JACKSONVILLE, Fla. — The images that came out of Brunswick Thursday were a reflection of the past.
During the civil rights movement, mass marches were held to demonstrate the desire of Black Americans to exercise their constitutional right to vote.
A local history professor tells the On Your Side team there are direct connections to the era and what happened during the gatherings amid the trial over Ahmaud Arbery's death.
In 1965, Rev. Martin Luther King Jr. called on all ministers, regardless of faith or race, to come with him to finish the march from Selma to the Alabama capitol in Montgomery.
Alongside him during the 54-mile trip protesting Jim Crow Laws was Rev. Jesse Jackson.

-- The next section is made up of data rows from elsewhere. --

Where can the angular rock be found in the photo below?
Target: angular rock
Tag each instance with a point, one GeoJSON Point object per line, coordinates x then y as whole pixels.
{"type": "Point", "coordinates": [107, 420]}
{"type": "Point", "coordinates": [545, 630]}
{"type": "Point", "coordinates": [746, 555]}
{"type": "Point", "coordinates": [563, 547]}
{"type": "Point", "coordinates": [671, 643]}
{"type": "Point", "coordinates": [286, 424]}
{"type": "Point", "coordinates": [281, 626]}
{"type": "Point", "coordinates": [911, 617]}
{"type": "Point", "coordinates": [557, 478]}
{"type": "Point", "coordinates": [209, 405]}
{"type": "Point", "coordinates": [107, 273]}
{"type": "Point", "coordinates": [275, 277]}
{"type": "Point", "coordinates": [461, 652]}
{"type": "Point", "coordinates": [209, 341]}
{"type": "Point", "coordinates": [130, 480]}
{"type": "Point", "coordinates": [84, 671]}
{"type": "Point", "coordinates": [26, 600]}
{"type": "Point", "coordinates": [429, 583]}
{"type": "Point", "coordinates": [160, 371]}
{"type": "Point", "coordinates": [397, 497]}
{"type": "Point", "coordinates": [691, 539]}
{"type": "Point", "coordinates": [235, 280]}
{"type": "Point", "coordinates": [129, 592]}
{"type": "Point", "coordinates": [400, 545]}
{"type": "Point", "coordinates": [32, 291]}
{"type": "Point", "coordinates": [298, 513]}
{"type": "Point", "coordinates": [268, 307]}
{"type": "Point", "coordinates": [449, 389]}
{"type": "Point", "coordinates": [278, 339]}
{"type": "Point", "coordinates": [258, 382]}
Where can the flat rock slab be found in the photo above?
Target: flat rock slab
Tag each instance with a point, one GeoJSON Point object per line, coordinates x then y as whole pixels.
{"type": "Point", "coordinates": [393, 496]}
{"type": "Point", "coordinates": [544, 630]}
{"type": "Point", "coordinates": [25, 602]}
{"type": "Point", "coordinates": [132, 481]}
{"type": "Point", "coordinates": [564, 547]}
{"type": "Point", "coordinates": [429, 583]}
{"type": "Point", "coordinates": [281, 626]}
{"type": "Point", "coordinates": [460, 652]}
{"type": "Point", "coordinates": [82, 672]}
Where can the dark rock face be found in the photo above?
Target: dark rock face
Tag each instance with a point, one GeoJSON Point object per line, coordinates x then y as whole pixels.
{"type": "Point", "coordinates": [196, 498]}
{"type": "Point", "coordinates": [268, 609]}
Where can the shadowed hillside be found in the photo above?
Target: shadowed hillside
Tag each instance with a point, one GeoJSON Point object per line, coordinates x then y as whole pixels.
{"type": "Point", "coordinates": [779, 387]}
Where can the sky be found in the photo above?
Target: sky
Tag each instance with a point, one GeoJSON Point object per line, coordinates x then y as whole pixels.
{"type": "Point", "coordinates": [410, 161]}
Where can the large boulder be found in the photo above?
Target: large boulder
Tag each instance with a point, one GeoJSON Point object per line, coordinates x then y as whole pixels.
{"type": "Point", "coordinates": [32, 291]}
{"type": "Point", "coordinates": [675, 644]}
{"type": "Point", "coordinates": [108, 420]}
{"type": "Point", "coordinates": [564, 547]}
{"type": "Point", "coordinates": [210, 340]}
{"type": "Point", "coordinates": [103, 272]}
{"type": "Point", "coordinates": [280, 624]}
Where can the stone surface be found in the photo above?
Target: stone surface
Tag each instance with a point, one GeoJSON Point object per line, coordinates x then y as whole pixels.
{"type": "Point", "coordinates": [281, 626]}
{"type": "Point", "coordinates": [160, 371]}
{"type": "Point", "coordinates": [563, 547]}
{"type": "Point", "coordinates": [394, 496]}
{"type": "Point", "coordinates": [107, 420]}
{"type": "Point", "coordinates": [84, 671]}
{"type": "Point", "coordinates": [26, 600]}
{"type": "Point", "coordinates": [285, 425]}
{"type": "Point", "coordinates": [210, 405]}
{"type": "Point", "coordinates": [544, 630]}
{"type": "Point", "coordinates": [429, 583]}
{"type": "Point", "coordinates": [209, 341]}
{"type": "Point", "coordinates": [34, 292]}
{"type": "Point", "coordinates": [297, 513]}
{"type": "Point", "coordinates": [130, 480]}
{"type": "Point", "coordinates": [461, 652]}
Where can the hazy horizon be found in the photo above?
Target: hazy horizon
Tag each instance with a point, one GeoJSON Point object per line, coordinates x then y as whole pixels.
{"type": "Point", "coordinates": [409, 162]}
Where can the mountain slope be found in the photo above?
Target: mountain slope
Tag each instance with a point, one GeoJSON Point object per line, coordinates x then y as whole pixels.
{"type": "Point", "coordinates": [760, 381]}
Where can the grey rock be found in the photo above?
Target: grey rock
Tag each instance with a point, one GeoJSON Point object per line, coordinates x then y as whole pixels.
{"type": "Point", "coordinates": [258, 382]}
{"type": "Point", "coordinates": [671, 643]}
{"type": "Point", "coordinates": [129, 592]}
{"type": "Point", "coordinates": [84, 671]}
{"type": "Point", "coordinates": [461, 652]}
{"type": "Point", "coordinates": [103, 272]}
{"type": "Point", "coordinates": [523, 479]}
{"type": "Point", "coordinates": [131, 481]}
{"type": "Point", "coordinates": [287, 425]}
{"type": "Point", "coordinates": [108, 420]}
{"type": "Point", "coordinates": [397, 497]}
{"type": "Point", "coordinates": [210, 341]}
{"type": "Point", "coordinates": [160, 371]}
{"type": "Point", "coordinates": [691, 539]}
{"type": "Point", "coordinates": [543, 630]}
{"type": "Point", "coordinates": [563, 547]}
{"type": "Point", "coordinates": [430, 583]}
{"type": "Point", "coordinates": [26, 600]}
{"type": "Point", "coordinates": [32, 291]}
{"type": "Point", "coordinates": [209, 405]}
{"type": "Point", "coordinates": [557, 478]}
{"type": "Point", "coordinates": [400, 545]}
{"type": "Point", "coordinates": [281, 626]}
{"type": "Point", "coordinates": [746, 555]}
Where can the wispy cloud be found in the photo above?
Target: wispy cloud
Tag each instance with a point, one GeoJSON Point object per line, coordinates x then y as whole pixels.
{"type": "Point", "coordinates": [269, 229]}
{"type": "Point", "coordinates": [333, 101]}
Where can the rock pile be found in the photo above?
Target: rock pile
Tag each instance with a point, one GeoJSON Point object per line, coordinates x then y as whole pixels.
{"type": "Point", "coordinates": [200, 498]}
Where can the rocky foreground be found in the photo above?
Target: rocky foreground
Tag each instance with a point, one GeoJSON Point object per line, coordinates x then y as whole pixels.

“So, the fact that Rev. Jackson, who was also with Dr. King when he was assassinated in Memphis in '68, called on ministers to come to Glynn County and support the concept of justice was a direct connection to the civil rights struggles of the past," Michael Butler, Kenan Professor of History at Flagler College said.
And, the images almost 60 years later – not much different.
Jackson came to Brunswick after defense attorney Kevin Gough, who represents William ‘Roddie’ Bryan, made controversial comments last week.
"We don’t want any more Black pastors coming in here," Gough said.
He even asked the judge to prohibit the reverend from attending court with the family and to monitor and track those who do come into the courtroom. Gough said he made the motion because he thinks high-profile Black pastors could influence the jury.
In response, Jackson invited Black ministers from across the country to join him in Brunswick for a ‘Wall of Prayer’ and 'Justice for Ahmaud' march.
Professor Butler says the mass march strategy is also one that stems from the 1960s.
“It's meant to justify social change, and to help focus attention on the injustices that exist," he explained. "Removing people from a court of law because of who they are, or what their color is, or what their occupation is, is fundamentally un-American. And the call for ministers from across America to come and expose that injustice is a classic civil rights tactic.”